Simon Baron-Cohen on the Prospect of a Prenatal Test for Autism

Our list of top 10 controversies has continued to generate discussion and in this post I bring up controversy #3, "Support vs. cure":
The idea of "cure" is tied to the medical model of disability which holds that a person with a disability is "sick" and needs to be "cured;" some internal flaw has "caused" the disability. This is the perspective still taken by popular culture and many autism organizations.
In today's BBC News "leading autism expert" professor Simon Baron-Cohen talks about "curing autism"---and some of the ethical issues raised by this notion---along with another controversial, or perhaps simply inflammatory, topic, the possibility of a prenatal test for autism. Noting that "males, maths and autism" are linked---as he writes, males are "so attracted to studying maths" and individuals on the autism spectrum are more likely to be male---Baron-Cohen asks, what if, in "preventing" the number of children diagnosed with autism, we also "reduced" the number of "great mathematicians"? He writes:
....if [a prenatal] test [for autism] led to some kind of prenatal treatment, such as the use of drugs to block the effect of testosterone which is already medically possible, would this be desirable?

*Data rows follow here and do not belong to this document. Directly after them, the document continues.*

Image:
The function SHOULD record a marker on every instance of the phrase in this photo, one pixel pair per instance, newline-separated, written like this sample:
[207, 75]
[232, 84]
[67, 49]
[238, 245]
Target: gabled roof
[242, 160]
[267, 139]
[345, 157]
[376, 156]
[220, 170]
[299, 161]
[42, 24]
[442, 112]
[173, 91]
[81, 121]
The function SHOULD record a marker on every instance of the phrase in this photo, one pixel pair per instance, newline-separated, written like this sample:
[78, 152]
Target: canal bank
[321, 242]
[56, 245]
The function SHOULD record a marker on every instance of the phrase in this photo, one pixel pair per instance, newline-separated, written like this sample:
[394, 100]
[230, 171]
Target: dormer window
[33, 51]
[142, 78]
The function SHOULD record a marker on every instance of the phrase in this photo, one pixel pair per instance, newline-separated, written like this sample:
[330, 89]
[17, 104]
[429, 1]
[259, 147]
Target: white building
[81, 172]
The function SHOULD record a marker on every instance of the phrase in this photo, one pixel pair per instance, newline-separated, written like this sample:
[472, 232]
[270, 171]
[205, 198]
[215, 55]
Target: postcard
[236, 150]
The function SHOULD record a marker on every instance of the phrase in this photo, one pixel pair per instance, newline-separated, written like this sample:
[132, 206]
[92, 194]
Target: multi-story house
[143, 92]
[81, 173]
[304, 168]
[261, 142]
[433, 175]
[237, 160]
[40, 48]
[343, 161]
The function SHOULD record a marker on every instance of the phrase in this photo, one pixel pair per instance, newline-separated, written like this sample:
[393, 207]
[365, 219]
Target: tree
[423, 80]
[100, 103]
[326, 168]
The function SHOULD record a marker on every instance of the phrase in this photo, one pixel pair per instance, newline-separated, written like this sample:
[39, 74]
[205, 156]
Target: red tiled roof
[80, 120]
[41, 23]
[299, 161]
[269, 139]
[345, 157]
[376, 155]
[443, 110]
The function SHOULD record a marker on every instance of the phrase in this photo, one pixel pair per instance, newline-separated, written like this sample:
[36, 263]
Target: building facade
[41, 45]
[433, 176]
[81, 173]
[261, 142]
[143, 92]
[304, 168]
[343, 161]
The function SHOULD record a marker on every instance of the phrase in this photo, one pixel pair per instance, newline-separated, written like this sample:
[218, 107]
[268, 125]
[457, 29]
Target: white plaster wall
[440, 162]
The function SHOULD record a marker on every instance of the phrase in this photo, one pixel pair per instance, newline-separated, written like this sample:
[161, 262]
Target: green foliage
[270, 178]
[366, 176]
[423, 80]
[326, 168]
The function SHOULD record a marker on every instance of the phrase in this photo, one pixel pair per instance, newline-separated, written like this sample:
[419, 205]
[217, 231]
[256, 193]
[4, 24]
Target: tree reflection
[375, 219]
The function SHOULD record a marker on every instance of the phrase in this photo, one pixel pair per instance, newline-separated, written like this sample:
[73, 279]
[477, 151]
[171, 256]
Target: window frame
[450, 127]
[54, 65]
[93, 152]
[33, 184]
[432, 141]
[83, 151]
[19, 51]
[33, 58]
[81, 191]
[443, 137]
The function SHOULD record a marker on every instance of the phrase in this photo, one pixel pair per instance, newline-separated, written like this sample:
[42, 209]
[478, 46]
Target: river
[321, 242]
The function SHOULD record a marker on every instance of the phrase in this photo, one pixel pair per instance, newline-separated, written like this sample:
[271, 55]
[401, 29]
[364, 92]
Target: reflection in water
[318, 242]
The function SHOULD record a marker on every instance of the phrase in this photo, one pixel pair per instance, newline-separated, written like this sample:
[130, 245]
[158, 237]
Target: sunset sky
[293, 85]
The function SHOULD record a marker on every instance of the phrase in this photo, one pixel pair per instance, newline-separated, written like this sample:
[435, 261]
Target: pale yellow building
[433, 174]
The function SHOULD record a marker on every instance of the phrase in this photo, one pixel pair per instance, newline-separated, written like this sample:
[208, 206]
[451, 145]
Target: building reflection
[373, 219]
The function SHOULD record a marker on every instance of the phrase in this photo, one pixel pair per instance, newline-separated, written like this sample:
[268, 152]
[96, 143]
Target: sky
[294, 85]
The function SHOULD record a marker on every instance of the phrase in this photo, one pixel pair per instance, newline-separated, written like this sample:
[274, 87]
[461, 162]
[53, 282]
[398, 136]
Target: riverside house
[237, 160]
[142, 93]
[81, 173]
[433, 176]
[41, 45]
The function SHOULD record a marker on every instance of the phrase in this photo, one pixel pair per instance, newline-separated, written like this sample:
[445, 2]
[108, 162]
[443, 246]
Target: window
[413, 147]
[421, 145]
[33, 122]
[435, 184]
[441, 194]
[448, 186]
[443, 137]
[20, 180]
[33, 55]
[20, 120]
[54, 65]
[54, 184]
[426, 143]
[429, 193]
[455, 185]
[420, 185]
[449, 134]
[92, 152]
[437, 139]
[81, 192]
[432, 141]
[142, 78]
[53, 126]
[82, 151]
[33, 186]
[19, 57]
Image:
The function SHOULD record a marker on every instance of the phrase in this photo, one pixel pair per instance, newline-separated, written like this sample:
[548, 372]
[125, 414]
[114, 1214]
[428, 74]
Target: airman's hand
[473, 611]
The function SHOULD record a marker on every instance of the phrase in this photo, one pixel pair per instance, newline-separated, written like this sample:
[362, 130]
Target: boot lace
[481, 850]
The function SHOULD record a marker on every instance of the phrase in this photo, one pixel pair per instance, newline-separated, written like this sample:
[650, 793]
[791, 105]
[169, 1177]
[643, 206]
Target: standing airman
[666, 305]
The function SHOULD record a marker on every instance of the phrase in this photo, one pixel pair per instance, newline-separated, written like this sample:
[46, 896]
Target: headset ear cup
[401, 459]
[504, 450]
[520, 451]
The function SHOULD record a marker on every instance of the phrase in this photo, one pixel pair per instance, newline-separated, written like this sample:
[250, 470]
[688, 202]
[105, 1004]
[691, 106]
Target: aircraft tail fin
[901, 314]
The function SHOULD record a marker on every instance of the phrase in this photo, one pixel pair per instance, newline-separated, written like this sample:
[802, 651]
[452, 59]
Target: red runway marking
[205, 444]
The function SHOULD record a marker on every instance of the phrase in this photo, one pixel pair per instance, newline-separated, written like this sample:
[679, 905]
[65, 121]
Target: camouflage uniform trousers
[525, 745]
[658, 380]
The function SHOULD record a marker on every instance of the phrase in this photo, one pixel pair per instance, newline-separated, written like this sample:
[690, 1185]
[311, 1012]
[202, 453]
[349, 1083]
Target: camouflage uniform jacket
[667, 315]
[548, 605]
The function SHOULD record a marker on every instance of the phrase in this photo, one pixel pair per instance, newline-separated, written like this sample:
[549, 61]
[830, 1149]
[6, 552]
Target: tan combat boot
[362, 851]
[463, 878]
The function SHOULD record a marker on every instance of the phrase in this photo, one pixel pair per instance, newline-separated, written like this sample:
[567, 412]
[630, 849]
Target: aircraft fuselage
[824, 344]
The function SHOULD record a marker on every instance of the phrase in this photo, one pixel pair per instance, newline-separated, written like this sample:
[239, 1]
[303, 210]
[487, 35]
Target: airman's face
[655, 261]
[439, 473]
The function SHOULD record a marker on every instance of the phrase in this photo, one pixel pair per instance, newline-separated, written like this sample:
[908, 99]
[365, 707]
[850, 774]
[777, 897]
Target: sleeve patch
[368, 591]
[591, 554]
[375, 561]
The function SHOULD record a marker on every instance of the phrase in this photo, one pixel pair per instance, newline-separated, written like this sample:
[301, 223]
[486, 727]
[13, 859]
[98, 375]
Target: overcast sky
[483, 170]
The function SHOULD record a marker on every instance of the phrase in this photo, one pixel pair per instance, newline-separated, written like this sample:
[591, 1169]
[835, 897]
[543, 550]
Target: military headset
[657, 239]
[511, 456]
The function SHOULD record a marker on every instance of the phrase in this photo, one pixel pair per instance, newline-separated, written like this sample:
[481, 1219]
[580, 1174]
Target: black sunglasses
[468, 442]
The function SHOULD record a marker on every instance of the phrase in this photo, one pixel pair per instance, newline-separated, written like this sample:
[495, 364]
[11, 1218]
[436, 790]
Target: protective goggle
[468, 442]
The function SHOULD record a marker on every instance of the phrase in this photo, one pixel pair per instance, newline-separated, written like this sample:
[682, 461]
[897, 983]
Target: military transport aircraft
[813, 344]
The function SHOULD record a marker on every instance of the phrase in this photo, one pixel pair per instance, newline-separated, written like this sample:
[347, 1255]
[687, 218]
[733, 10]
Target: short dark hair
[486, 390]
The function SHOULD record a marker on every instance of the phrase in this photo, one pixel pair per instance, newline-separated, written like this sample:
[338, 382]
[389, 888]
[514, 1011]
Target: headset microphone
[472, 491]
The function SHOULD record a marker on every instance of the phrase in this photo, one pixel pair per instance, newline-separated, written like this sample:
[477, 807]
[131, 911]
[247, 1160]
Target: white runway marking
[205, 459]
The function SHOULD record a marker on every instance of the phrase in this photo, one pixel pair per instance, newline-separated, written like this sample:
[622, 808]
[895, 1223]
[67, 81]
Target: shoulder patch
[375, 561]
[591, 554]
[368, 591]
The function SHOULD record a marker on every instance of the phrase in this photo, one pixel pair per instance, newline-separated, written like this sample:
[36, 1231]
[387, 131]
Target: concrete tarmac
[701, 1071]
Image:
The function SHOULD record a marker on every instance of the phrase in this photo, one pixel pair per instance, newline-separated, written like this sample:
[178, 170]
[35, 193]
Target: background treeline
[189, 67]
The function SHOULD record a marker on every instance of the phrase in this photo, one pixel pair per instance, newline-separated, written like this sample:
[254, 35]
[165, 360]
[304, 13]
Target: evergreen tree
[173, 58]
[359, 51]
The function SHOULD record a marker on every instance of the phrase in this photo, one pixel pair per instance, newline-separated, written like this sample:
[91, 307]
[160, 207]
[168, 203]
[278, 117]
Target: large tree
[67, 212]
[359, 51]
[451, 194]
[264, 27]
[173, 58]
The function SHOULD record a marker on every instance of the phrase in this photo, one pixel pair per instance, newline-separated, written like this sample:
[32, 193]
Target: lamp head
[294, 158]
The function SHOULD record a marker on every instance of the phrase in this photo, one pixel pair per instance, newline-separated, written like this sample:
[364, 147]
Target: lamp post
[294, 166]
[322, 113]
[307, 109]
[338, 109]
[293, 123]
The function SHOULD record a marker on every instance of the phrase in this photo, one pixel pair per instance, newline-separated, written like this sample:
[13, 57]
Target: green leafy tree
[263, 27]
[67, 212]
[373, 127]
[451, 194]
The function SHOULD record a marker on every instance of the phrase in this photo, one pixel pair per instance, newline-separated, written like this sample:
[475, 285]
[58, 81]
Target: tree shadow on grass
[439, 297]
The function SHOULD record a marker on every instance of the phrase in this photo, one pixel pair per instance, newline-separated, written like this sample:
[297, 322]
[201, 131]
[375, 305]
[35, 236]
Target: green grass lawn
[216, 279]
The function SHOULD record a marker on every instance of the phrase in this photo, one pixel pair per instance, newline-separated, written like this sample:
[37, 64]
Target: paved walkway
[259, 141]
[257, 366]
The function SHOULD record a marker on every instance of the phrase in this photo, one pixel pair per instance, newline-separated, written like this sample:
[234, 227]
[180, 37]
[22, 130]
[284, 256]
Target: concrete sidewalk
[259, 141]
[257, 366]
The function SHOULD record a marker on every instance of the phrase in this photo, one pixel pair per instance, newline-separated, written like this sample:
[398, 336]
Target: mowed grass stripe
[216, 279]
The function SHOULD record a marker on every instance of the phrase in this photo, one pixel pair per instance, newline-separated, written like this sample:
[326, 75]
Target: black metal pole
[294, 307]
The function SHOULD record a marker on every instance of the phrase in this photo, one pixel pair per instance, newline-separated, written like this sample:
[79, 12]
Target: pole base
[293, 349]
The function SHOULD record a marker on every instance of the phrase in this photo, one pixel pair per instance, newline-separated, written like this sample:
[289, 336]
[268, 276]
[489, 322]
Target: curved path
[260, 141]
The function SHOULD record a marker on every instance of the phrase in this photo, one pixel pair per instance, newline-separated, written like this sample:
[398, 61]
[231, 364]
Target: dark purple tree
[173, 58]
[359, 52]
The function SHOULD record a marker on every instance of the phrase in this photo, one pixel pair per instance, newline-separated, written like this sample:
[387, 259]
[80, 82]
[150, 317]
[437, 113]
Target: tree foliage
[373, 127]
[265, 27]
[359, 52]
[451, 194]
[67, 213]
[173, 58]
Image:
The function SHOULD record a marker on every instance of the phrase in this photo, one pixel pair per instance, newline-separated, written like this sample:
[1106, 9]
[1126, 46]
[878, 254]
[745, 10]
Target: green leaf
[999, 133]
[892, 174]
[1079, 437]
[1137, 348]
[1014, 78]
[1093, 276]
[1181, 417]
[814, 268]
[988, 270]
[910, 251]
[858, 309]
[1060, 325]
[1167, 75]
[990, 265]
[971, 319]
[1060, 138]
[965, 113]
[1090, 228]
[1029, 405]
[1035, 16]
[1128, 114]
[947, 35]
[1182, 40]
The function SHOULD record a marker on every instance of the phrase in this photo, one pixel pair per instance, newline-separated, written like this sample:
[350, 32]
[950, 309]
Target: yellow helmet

If reducing the testosterone in a foetus helped that baby's future social development, we would all be delighted.
But what if such a treatment reduced that baby's future ability to attend to details, and to understand systematic information like maths?
Caution is needed before scientists embrace prenatal testing so that we do not inadvertently repeat the history of eugenics or inadvertently 'cure' not just autism but the associated talents that are not in need of treatment.
I'd say that more than a little caution is needed, not to mention some hard thinking about what we consider a talent that is "not in need of treatment." Must such a talent only include being "good at mathematics"?